Start with your sales goals. In this section, you should include goals that are:
- concrete and measurable (in terms of dollars and units)
- set at a level that is challenging but not impossible to reach
- set on a specific timetable for measuring success
- linked to projected profits (which should also be estimated in the marketing plan)
To do this, you have to accurately estimate the market and what you can expect to get from it for your piece of the pie. There are several methods for doing this. Go through each one and compare your results in order to come up with your sales goals.
- The first method requires that you look at total industry sales over the past five years for your product category. From that information, estimate total industry sales for the next three years for your product category. From that number, figure your market share and extrapolate your annual sales estimates for those years.

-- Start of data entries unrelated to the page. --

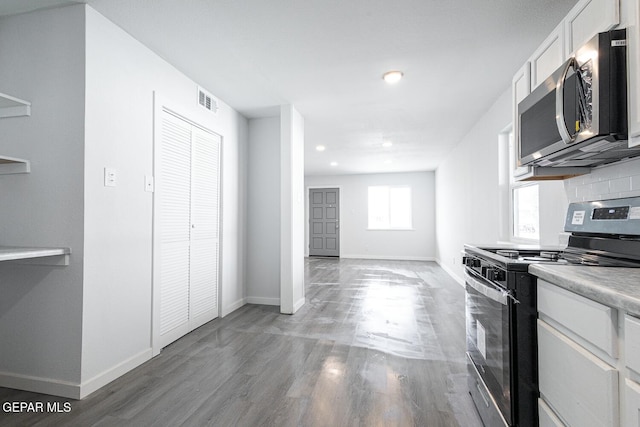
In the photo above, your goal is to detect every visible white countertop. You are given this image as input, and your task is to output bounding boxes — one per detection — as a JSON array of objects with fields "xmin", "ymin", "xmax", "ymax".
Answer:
[
  {"xmin": 0, "ymin": 246, "xmax": 71, "ymax": 261},
  {"xmin": 529, "ymin": 264, "xmax": 640, "ymax": 317}
]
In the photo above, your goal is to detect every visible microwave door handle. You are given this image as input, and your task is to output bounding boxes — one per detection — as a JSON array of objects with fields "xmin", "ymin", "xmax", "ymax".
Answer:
[{"xmin": 556, "ymin": 58, "xmax": 578, "ymax": 144}]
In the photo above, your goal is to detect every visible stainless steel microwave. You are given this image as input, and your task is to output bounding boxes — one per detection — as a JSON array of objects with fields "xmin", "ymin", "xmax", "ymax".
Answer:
[{"xmin": 517, "ymin": 29, "xmax": 640, "ymax": 167}]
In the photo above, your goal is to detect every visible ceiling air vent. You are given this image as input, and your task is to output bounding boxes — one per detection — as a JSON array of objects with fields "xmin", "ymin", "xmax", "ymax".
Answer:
[{"xmin": 198, "ymin": 87, "xmax": 218, "ymax": 114}]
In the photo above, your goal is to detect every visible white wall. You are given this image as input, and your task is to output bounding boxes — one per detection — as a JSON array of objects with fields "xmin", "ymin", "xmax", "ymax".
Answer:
[
  {"xmin": 280, "ymin": 105, "xmax": 305, "ymax": 314},
  {"xmin": 82, "ymin": 7, "xmax": 246, "ymax": 396},
  {"xmin": 0, "ymin": 5, "xmax": 247, "ymax": 397},
  {"xmin": 0, "ymin": 6, "xmax": 85, "ymax": 392},
  {"xmin": 246, "ymin": 117, "xmax": 281, "ymax": 305},
  {"xmin": 304, "ymin": 172, "xmax": 436, "ymax": 260},
  {"xmin": 436, "ymin": 88, "xmax": 567, "ymax": 283}
]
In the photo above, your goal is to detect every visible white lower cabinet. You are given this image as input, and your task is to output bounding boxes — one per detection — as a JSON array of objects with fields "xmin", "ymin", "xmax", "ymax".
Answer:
[
  {"xmin": 538, "ymin": 320, "xmax": 619, "ymax": 427},
  {"xmin": 538, "ymin": 279, "xmax": 621, "ymax": 427},
  {"xmin": 624, "ymin": 378, "xmax": 640, "ymax": 427},
  {"xmin": 538, "ymin": 279, "xmax": 640, "ymax": 427}
]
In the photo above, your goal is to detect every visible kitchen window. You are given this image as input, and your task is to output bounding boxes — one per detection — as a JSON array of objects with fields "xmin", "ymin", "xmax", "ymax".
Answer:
[
  {"xmin": 368, "ymin": 185, "xmax": 412, "ymax": 230},
  {"xmin": 498, "ymin": 126, "xmax": 540, "ymax": 243}
]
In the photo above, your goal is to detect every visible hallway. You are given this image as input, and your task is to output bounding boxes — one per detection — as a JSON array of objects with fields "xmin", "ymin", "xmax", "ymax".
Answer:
[{"xmin": 0, "ymin": 258, "xmax": 481, "ymax": 427}]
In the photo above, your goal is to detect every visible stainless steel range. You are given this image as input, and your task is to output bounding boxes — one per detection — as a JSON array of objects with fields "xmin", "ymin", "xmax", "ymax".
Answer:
[{"xmin": 463, "ymin": 197, "xmax": 640, "ymax": 427}]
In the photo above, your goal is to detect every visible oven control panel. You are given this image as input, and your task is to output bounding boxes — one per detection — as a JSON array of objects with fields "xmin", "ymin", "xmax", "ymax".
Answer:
[
  {"xmin": 462, "ymin": 256, "xmax": 507, "ymax": 288},
  {"xmin": 564, "ymin": 197, "xmax": 640, "ymax": 236}
]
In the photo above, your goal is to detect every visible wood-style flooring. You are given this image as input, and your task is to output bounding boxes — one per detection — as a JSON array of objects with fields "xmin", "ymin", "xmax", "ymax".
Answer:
[{"xmin": 0, "ymin": 258, "xmax": 482, "ymax": 427}]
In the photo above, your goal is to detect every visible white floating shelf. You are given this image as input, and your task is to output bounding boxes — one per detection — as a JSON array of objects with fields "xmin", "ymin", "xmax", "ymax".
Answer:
[
  {"xmin": 0, "ymin": 156, "xmax": 31, "ymax": 175},
  {"xmin": 0, "ymin": 93, "xmax": 31, "ymax": 118}
]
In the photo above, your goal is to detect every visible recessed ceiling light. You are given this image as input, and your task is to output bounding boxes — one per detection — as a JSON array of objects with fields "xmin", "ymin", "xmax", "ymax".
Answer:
[{"xmin": 382, "ymin": 70, "xmax": 404, "ymax": 84}]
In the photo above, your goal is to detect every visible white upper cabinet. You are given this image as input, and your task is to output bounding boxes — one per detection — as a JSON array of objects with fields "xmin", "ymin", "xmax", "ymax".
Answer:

- The second method is more limited to your business itself. Basically, you go through the same procedure, but you use your own product's sales figures instead of the total product category for the market. You can further break this information down by the specific distribution channel from which the sale came.
- The third method is important because it is based on the sales levels you need in order to meet your expenses and product costs and make a profit. After all, that is the ultimate goal, right? Estimate your overhead expenses for the year. From your expected Gross Margin percentage, subtract your expected profit percentage. This will give you an estimated expense percentage. Divide the estimated overhead expense dollars by the estimated expense percent to arrive at the magic number of sales dollars necessary to cover your expenses and make a profit.
If you have a new product or business, you'll need to use the industry information to estimate your sales. This analysis should include the average cost of goods, operating margins, overhead expenses, and profit levels for businesses that are similar to yours.
To come up with your final sales goals, you can either average the numbers you came up with using for the three methods we just covered, or you might see a need to weight one method's results more than another. Look at your market data and your opportunities and threats data to determine if the actual potential should be estimated to be higher or lower than your numbers are stating, and then work from there to arrive at your final sales goals.